No eran invitados oficiales ni nadie los empujó a venir, pero vinieron, y es un gesto que debemos reconocer, cuando menos, porque viajar a Cuba o tener amigos en Cuba ha devenido un acto a contracorriente y, sobre todo, fuera de moda. Se necesita una dosis de valentía e independencia para comprar el billete, porque te expondrás a críticas y hasta a insultos. Algunos, en nombre de la democracia y de la «solidaridad» con el pueblo cubano, hacen lo mismo que critican: no dan permiso de viaje para visitar Cuba. Y también habría que agradecerles por otras razones con las que no tienen nada que ver: la falta de intercambio y debate con nuestros iguales está hundiendo al intelectual cubano en una soledad que nos empobrece y debilita cuando estamos dentro del rin y nadamos dentro del agua, y por tanto, nos encontramos en el mejor de los sitios para dar al país no solo una obra sino también un ejercicio de inteligencia y reflexión que ayude a despejar caminos. Exigirle a alguien, para compartir con él un café, editarle un libro, publicarle un artículo o invitarlo a un evento, que abandone su país o adopte determinadas posiciones políticas o ideológicas no es una lección de democracia.
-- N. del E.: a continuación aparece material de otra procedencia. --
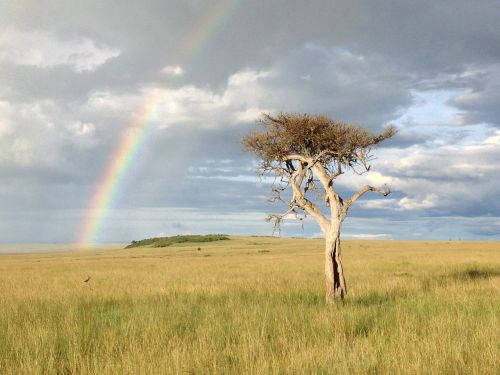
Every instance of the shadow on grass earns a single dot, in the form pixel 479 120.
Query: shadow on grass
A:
pixel 475 272
pixel 374 298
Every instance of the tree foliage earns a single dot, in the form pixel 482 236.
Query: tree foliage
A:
pixel 336 145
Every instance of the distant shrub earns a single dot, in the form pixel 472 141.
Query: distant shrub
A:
pixel 169 241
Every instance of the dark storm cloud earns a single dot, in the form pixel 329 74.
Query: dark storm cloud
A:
pixel 75 75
Necesitamos preguntas, cuestionamientos, debates, confrontar nuestros argumentos y puntos de vista, tomarnos el café y compartir bromas y chismes literarios. Corremos el riesgo, de tanto mirar nuestro propio ombligo, de creer que los 39 de Bogotá’39 debían ser cubanos. Nadie se hace socialista por venir a Cuba, como tampoco uno se adscribe al PRI o al PAN cuando visita México ni se fanatiza por Uribe o las FARC cuando va a Colombia o se enamora de Esperanza Aguirre cuando viaja a Madrid. Si vuelven, quizá encuentren algunos desaires e incomprensiones, pero también amistad y… lectores.
La Habana, 1ro. de febrero de 2009.
Senel Paz es narrador y guionista y de cine.